Super funds in rapid transition to ESG

By Sarah Kendell
 — 1 minute read

Investment managers are being asked by major super funds to work towards making their portfolios carbon-neutral by as soon as 30 June this year, according to a boutique fund manager.

Speaking at a recent Pritchitt Bland Communications media lunch, Maple-Brown Abbott chief executive and managing director Sophia Rahmani said the group had been directed by a major super fund client to prepare their portfolio for carbon neutrality by the end of financial year.

“One of our super clients, which I know has happened to lots of super funds, has said by 30 June, we need a plan on how we’re going to transition over the next three years to being carbon neutral,” Ms Rahmani said.

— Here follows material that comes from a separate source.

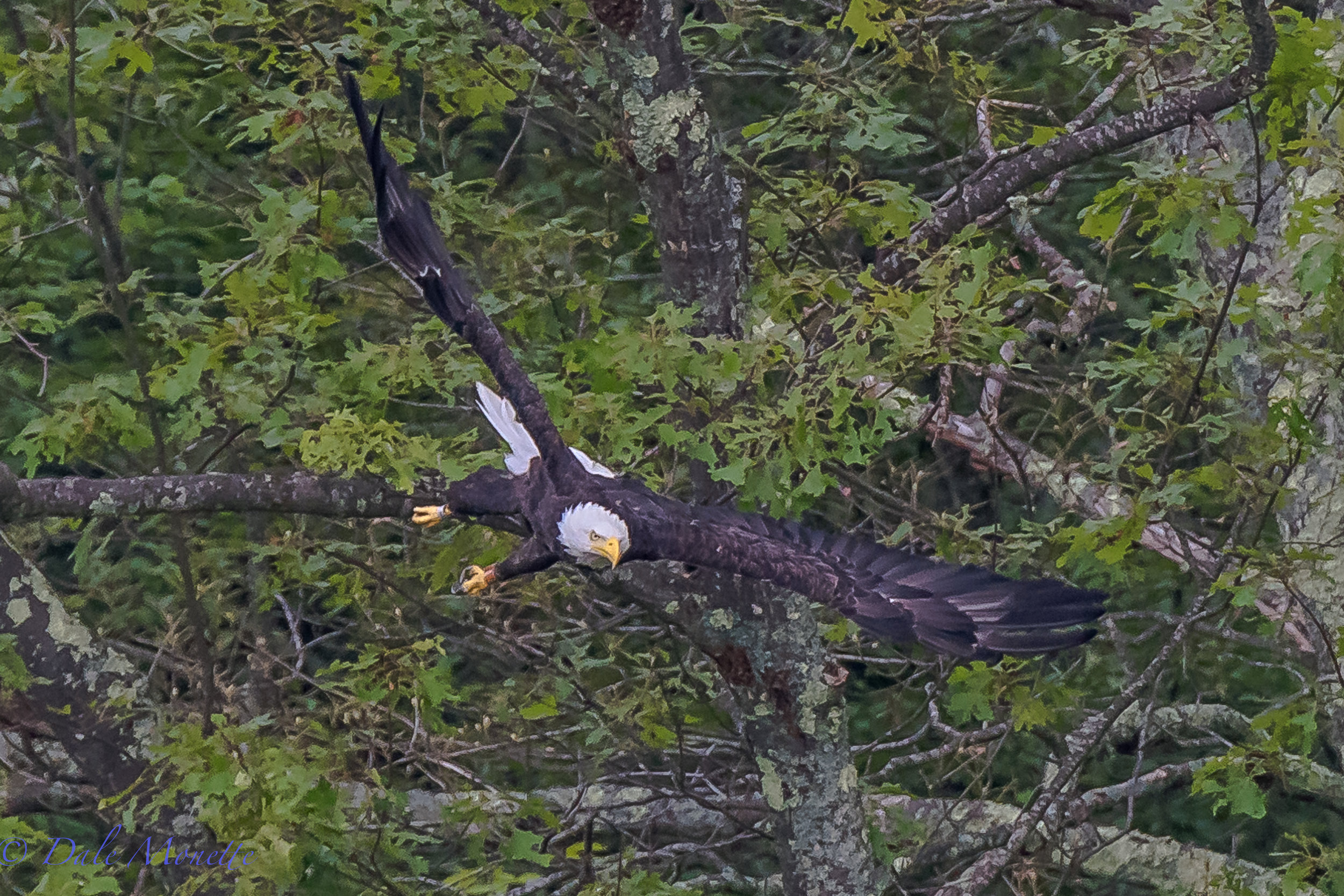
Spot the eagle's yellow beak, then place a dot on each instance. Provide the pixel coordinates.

“They’ve said let’s work through that because we don’t quite know what our board wants us to do. But just like that it’s going to turn into an ESG portfolio, and that’s a board directive from that super fund.”

4D Infrastructure chief investment officer Sarah Shaw agreed that many super funds were rapidly moving towards carbon neutrality across their entire portfolio if they had not done so already.

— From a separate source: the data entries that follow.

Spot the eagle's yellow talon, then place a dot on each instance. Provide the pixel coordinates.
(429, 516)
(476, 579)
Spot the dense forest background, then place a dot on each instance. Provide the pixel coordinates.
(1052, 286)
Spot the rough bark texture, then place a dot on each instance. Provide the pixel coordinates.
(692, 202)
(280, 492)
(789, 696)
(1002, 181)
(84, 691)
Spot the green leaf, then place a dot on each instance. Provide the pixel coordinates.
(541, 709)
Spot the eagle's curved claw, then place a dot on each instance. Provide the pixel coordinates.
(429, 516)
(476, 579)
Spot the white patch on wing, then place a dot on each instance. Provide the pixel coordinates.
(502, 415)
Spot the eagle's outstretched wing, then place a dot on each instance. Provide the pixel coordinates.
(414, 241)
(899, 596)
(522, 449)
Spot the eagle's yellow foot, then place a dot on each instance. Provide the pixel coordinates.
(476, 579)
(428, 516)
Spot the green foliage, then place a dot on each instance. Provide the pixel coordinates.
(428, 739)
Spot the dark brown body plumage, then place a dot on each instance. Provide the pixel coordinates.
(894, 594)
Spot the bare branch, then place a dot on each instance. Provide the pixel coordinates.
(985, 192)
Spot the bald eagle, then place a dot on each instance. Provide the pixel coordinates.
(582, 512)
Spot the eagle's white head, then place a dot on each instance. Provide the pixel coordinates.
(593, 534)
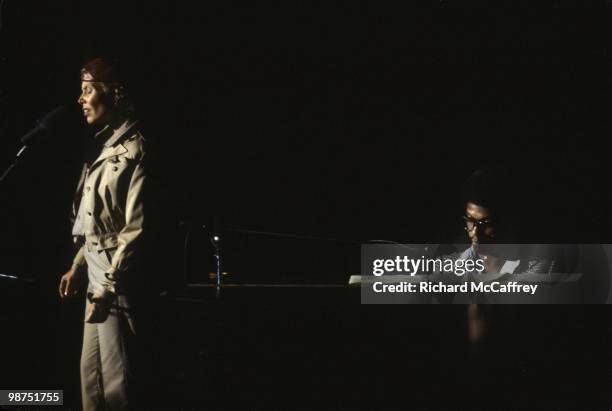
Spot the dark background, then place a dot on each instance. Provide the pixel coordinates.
(346, 121)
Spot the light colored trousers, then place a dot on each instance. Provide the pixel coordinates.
(106, 372)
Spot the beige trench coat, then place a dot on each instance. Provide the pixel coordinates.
(110, 191)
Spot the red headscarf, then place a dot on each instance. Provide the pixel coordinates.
(100, 69)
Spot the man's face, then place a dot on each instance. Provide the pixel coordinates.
(478, 223)
(95, 108)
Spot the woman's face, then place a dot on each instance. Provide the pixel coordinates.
(96, 108)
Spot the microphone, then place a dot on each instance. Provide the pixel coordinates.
(47, 121)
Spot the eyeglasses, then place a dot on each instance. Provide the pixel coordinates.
(470, 223)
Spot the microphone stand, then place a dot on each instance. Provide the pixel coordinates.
(13, 164)
(216, 242)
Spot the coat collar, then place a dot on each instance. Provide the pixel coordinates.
(117, 135)
(111, 147)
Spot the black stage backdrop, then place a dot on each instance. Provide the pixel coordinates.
(349, 120)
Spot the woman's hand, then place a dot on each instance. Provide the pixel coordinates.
(70, 283)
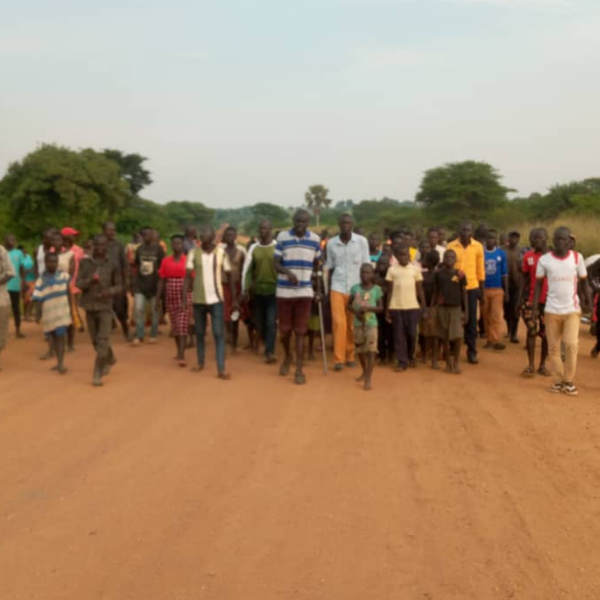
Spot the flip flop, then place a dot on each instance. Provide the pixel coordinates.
(284, 369)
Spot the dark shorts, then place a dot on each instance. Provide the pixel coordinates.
(448, 322)
(293, 314)
(365, 339)
(534, 328)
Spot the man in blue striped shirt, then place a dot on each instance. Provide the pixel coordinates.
(297, 260)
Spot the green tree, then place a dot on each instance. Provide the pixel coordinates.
(278, 216)
(234, 216)
(141, 213)
(461, 190)
(379, 215)
(55, 185)
(184, 212)
(316, 199)
(132, 169)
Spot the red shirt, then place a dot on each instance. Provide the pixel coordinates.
(169, 269)
(530, 261)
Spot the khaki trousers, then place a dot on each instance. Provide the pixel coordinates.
(343, 328)
(563, 328)
(493, 314)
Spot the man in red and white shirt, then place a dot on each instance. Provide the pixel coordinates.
(564, 269)
(538, 238)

“You can have stocks that are carbon emitters but they have to be offset by other stocks that are taking carbon out across the portfolio,” Ms Shaw said. 

“Every stock in the portfolio doesn’t have to be carbon neutral, it’s actually at the portfolio level.”

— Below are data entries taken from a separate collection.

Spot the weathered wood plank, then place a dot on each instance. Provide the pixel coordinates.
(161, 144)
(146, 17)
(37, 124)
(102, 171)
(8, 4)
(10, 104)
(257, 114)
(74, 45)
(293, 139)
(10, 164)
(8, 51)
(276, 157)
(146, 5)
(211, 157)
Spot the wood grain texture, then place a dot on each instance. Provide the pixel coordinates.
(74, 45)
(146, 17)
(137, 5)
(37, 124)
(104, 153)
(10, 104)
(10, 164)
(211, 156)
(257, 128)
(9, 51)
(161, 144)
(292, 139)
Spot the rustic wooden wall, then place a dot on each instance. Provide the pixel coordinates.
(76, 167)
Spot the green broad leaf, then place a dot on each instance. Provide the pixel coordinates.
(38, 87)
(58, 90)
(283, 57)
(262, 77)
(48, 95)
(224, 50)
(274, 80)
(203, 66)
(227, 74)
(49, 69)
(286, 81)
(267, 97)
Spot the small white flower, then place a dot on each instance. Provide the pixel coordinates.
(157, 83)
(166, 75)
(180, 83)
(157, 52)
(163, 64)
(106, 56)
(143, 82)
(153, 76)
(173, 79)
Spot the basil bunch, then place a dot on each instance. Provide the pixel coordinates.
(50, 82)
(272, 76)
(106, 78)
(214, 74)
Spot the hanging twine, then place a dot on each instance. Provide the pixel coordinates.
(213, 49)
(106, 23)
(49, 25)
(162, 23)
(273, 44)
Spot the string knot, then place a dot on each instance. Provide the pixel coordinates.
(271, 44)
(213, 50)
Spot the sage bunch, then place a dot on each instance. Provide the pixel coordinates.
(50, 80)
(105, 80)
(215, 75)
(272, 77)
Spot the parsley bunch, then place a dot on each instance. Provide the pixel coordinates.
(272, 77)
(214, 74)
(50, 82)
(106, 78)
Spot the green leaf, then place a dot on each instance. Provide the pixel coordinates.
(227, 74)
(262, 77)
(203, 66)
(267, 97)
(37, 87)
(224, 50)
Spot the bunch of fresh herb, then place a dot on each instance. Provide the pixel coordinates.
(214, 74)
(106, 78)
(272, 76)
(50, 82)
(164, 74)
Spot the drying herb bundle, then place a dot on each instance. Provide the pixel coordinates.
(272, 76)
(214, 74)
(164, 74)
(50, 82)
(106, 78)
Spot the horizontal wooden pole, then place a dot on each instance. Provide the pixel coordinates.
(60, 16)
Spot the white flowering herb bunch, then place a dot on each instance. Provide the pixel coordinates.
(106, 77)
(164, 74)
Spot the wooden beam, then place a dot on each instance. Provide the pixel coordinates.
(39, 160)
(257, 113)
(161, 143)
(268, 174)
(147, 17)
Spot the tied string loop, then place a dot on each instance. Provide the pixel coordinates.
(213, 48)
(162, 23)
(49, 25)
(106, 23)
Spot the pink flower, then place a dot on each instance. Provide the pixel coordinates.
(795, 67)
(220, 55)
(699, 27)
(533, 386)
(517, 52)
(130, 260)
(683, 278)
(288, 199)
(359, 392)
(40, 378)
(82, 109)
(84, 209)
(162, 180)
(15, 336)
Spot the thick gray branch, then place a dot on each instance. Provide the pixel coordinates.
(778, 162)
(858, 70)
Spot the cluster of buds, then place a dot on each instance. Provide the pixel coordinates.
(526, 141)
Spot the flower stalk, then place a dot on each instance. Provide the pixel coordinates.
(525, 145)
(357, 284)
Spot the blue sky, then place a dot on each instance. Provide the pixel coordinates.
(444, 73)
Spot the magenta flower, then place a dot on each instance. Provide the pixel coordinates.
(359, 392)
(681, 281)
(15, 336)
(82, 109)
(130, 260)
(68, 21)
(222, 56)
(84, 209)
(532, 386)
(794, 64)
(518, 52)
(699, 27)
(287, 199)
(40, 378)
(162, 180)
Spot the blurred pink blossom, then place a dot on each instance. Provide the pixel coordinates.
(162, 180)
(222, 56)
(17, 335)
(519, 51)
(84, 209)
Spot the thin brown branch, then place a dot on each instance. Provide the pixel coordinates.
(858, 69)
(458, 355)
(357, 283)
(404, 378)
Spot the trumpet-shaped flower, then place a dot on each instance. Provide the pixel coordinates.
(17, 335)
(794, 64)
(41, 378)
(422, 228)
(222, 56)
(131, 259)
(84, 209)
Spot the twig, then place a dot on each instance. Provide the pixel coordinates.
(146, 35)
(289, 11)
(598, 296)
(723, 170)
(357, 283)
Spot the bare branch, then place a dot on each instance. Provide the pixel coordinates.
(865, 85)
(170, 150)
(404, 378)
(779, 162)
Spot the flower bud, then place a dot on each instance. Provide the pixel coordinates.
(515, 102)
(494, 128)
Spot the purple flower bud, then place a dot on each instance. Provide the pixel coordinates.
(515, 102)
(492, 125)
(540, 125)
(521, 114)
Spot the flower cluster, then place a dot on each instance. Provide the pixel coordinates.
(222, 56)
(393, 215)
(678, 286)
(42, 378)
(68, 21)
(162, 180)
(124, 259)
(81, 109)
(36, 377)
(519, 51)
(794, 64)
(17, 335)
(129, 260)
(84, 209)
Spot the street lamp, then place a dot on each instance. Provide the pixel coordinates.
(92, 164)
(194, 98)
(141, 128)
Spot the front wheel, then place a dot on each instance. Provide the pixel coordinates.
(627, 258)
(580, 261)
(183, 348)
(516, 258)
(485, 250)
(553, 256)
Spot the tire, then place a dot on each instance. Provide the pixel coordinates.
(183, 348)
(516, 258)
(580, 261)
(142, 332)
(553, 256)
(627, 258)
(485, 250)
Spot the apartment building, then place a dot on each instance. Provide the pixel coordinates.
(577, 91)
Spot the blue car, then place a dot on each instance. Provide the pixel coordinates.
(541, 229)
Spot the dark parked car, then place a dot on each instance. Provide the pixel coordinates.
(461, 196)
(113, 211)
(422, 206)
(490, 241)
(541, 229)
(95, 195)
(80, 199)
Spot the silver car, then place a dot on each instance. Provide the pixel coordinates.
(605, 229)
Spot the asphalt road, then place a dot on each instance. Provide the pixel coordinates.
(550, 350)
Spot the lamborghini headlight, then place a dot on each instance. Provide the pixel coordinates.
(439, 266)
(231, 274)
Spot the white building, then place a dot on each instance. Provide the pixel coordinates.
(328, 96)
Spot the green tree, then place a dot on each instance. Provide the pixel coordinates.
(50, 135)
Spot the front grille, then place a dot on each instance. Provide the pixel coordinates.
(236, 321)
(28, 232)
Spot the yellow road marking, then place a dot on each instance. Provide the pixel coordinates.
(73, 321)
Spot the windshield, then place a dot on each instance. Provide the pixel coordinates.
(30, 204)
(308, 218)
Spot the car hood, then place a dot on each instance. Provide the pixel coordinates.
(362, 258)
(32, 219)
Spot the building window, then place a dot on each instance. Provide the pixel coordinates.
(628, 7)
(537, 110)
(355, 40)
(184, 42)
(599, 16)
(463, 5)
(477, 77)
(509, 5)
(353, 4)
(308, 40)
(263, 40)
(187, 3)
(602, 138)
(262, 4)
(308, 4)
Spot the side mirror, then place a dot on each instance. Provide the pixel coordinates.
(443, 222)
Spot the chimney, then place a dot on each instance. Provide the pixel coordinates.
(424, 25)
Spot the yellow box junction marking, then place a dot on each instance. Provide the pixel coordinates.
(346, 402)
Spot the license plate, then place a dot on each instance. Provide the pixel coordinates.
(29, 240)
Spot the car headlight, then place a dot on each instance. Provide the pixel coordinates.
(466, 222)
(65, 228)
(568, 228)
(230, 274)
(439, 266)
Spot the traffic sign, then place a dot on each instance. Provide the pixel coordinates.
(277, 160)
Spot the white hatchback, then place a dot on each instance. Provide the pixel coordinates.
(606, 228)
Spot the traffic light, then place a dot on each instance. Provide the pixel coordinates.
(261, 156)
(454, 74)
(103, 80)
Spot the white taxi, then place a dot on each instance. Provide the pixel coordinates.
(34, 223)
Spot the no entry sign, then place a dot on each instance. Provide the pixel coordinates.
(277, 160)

Tribeca Investment Partners lead portfolio manager Jun Bei Liu said funds were also allowing managers to offset carbon-intensive holdings through short exposures, but that managers typically faced pressure to sell down carbon emitters by the end of financial year.

“We think it doesn’t stack up to be invested in [carbon-intensive] businesses so we short them against others where we feel there’s more potential, and for my [super fund] clients who are much more stringent in terms of carbon footprint it helps them to offset other managers who are happy to buy those companies,” Ms Liu said. 

“They normally have an annual financial year end date so they put a lot of pressure on the managers that own those companies to reduce that because they have to report it. They have to do analysis because their members want to see they are conscious with ESG and they are taking steps to improve on some of those measures.”

However Ms Rahmani said while Australian institutions were more flexible around what constituted sustainable investing, new rules implemented in Europe gave a sense of what was to come in terms of the strict protocols around who could call themselves carbon-neutral.

“The European sustainable finance directive regime regulations are pretty big and requiring you to allocate your product to a pot, and you can’t say you’re dark green if you’re not dark green,” Ms Rahmani said.

“We went through a huge process across all our European products to give consistency on what we are and how green we are.”